Feuchtwanger, Sigbert (Rechtsanwalt;
Soziologe)
*
2.12.1886 München +
V: Bankier
abs.
1905
Brüder am WG: Iganz (Ivo), abs. 1903, s.d.
Leo, abs. 1912, s.d.
Theodor (1. 1899/00 – 6. 1804/05)
Sohn am WG: Walter (1. 1926/27 – 7. 1932/33)
(JB WG)
Dr.
Sigbert Aharon Meir Feuchtwanger, Rechtsanwalt in München, geboren am 2.12.1886
in München. Eltern: Angelo Asher Feuchtwanger und Friederike, geb. Spitzer.
Verheiratet mit Rebecca (Rivna), geb. Gluskinos; 1 Sohn (Walter, * 9.7.1916; Schüler des WG 1.

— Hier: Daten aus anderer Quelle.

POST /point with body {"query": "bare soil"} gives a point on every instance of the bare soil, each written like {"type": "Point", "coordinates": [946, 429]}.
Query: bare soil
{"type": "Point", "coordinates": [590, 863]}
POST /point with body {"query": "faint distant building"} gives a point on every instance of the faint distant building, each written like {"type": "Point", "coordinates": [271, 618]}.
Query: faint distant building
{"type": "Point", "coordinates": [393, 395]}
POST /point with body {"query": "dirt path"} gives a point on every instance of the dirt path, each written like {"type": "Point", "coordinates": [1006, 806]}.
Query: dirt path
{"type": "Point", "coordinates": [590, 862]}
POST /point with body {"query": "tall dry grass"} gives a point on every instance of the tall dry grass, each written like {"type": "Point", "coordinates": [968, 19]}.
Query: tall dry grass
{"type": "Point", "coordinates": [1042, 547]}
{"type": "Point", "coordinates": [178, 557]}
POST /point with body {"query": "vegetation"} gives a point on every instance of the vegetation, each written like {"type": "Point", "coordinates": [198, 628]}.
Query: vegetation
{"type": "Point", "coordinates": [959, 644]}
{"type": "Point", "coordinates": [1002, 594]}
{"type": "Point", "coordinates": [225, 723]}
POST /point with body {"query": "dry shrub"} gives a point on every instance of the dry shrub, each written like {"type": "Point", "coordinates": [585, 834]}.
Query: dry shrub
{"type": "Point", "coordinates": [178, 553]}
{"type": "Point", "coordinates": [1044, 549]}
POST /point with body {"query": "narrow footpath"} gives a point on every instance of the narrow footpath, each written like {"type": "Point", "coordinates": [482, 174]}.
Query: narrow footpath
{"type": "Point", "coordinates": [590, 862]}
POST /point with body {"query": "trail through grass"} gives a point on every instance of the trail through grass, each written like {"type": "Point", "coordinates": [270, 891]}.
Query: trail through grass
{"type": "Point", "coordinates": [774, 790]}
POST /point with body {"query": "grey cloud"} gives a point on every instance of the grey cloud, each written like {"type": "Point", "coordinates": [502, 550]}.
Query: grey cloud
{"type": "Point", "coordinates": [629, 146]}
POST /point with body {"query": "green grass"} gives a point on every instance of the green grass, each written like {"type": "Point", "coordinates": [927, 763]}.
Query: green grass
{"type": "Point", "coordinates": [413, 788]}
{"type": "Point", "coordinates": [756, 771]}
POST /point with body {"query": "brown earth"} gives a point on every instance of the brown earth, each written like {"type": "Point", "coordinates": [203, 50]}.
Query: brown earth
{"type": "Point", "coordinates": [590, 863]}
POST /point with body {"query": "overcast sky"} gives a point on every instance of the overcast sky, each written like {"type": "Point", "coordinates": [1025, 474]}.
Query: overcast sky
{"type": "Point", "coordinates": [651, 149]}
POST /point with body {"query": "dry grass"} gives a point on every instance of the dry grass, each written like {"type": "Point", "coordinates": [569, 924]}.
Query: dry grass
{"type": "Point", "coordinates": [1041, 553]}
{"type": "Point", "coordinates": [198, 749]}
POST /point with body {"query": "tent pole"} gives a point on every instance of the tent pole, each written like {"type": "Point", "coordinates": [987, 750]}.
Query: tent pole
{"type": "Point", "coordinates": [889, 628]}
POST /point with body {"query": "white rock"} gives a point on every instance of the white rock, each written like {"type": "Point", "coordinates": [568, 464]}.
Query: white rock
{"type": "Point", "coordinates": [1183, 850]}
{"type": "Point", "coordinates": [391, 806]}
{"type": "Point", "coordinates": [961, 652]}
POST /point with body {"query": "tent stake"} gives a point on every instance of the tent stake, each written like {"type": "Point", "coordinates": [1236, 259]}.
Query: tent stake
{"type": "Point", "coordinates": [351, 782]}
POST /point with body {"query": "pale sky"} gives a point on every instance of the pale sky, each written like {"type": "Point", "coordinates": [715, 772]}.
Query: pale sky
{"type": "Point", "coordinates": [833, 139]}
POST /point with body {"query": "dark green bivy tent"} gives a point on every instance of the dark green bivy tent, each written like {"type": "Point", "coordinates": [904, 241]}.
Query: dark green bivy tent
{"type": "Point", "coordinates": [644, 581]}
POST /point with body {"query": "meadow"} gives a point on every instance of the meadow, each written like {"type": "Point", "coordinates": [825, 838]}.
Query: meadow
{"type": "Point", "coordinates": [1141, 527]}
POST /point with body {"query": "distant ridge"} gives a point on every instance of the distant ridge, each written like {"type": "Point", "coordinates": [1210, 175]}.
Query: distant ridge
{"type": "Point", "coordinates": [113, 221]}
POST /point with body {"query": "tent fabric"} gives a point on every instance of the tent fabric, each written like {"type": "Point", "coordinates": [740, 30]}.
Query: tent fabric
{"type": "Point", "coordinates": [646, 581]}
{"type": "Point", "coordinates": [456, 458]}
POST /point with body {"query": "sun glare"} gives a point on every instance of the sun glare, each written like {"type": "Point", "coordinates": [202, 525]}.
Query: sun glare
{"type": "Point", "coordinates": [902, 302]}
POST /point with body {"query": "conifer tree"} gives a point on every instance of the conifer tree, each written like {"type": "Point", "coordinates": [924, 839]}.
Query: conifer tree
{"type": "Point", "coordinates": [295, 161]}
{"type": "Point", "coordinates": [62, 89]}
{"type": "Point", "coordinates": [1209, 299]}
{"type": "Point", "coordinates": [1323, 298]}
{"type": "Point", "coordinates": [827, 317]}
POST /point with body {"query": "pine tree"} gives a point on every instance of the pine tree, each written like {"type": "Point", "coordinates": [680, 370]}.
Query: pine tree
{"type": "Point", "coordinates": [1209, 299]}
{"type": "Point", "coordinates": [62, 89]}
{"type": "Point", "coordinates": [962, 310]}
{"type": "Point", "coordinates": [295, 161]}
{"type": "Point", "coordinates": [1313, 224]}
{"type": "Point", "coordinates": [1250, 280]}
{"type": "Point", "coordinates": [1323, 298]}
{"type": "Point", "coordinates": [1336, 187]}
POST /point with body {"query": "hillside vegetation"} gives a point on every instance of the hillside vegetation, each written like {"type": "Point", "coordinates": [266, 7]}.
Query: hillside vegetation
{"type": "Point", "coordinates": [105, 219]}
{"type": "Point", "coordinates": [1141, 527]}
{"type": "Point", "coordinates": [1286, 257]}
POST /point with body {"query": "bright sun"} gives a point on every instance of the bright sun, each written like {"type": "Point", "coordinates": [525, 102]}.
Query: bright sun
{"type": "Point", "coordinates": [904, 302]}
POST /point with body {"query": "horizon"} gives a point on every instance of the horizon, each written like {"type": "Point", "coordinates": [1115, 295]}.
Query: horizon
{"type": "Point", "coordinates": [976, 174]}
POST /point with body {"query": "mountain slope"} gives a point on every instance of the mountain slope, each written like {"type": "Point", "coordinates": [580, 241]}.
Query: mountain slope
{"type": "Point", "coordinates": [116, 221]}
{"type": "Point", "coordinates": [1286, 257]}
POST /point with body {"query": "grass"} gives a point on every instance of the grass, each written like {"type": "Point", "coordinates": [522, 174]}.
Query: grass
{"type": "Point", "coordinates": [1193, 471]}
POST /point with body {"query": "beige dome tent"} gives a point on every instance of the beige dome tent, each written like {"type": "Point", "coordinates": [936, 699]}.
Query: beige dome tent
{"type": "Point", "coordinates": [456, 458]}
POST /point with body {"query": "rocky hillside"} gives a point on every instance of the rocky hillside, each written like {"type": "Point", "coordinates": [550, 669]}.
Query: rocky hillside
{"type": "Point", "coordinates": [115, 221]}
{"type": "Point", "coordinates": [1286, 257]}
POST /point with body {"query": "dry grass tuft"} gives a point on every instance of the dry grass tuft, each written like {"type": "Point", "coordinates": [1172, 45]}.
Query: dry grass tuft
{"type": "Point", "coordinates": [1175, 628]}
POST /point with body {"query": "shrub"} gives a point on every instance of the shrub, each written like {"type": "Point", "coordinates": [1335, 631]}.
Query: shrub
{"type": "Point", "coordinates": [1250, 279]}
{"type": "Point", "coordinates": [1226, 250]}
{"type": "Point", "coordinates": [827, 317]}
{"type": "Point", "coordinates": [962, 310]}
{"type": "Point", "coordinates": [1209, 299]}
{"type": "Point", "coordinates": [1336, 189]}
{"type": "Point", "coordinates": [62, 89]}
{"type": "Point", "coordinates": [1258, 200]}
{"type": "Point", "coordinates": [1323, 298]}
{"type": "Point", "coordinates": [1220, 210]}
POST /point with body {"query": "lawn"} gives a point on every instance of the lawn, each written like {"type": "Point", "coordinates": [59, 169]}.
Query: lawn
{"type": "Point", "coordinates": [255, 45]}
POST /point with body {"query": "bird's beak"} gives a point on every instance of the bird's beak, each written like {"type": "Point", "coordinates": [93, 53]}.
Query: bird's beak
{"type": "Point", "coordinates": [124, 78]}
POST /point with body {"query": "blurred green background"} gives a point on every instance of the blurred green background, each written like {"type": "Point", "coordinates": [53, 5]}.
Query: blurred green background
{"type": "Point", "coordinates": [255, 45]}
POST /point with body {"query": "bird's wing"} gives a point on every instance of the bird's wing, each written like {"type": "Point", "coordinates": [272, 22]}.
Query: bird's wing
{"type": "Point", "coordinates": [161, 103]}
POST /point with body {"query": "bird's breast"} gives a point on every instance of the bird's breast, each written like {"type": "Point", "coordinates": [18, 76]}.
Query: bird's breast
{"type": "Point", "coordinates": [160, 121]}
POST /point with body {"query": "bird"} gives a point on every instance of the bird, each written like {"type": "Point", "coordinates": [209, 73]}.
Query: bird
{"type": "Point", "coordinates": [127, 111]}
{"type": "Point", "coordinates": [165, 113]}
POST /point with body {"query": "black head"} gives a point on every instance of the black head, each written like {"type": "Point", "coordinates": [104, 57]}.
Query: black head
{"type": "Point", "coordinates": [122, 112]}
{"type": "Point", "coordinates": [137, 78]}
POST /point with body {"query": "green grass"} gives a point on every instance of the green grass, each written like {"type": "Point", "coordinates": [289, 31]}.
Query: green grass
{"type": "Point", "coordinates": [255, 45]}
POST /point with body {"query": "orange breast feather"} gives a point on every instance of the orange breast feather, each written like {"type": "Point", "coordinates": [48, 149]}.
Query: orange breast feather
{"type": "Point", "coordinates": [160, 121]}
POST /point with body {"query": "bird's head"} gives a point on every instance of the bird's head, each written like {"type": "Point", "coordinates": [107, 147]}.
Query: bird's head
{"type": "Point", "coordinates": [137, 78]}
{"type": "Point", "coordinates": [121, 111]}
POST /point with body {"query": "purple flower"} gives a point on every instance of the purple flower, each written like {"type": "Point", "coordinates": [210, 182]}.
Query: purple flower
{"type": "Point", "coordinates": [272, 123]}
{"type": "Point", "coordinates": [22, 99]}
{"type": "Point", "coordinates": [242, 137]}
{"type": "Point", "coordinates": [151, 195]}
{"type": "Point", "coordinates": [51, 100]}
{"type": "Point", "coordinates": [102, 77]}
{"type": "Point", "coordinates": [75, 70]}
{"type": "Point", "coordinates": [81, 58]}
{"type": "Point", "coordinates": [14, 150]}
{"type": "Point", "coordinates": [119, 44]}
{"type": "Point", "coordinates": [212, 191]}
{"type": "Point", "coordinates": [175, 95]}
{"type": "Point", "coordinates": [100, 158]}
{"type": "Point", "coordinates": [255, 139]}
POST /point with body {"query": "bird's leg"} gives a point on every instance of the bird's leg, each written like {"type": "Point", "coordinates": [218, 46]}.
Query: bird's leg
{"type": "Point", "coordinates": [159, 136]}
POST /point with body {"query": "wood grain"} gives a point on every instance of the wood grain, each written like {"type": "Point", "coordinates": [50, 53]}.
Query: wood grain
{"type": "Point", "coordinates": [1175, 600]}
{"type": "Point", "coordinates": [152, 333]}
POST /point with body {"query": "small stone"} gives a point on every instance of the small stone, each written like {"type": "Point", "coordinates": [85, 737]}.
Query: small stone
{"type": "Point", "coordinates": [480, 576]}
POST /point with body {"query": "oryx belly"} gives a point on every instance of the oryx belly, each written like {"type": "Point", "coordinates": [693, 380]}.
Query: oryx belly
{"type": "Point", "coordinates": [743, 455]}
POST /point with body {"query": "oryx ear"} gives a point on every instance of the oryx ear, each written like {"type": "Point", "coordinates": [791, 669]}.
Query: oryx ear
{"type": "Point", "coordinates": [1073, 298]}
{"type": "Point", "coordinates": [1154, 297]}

1926/27 – 7. 1932/33). Sigbert Feuchtwanger starb am
5.4.1956 in Tel-Aviv, Israel.
(https://www.geni.com/people/Dr-Sigbert-Aharon-Meir-Feuchtwanger/6000000002764953495)
Verwandt
mit Eli Straus, in Kanzleigemeinschaft mit ihm und sein Nachfolger im Vorstand
der Jüdischen Gemeinde war Dr. Sigbert Feuchtwanger. Er entstammte der
bekannten Familie, aus der neben begabten Bankiers auch der Schriftsteller Lion
Feuchtwanger und der Polihister Dr. Ludwig Feuchtwanger hervorgegangen
sind. Sein Interesse galt von je
wissenschaftlichen Fragen. Dafür zeugen neben vielen Aufsätzen die Werke
"Staatliche Submissionspolitik in Bayern" (1910), "Die
Judenfrage als wissenschaftliches und politisches Problem" (1916),
"Die freien Berufe, im besonderen die Anwaltschaft. Versuch einer
Kulturwirtschaftslehre" (1922). In seiner stillen aristokratischen Art
gehörte er zu den angesehensten Anwälten Münchens, den gerade rechtsstehende
Kreise als ihren Vertreter in die Anwaltskammer wählte, ihn den Juden und
Zionisten. Er hat als 2.Vorsitzender der Gemeinde die schweren Tage des
Niedergangs der deutschen Juden mitgemacht und seinen Standpunkt mit Würde und
Ritterlichkeit vertreten. Spät kam er nach Israel. Dem dort schnell
aufblühenden Bankinstitut seiner Familie (J. L. Feuchtwanger, gegründet München
1857) gehörte er als Syndikus an. Für
jede nur praktische Aufgabe nicht recht begabt, hat er unter manch geistigem
Verzicht die Forderung des neuen und so veränderten Tages erfüllt und damit
Wertvolles im Sinne der Privatbank geleistet. Sigbert Feuchtwanger hat die
Tradition seines streng konservativen Vaterhauses immer bewahrt, ohne für sich
den Anspruch zu erheben, ein religiöser Jude zu sein. Er litt unter dieser
Spannung und wollte nicht einsehen, wie zukunftsweisend er als ein Mann war,
der zwischen denen stand, die glaubten, Religion sei ein fester Besitz und
denen, die meinten, auf Religion verzichten zu dürfen. Was ihm Unruhe und
Unbehagen bereitete, ist schließlich der einzige Weg, die Chance für eine
religiöse Erneuerung des jüdischen Glaubensvolkes. Der im Westen und seiner
Kultur Beheimatete empfand natürlich stark, daß der in Israel neu wurzelnde
Jude unter einem Lebensgesetz stand, das nicht mehr ganz das seine werden
konnte. In einer Weise, die tief bewegte, mühte er sich um Gerechtigkeit
gegenüber Gedanken, die ihm fremd waren, um Objektivierung in einer Epoche subjektiver Impulse und nationaler Wallungen.
Bei aller Scheu und Zurückhaltung verspürte man dabei stark seine
Verletzlichkeit und Melancholie. Doch gab er dem nicht nach, hielt seine Person
für völlig unwichtig und bewährte sich damit in einem letzten Sinn eben als
religiöser Mensch. Ein plötzlicher Tod überraschte den beinahe Siebzigjährigen,
führte ihn leicht und schmerzlos aus einer Welt, die ihm schwer und
schmerzensreich erschien ‑ und die er dennoch geliebt und bejaht hatte.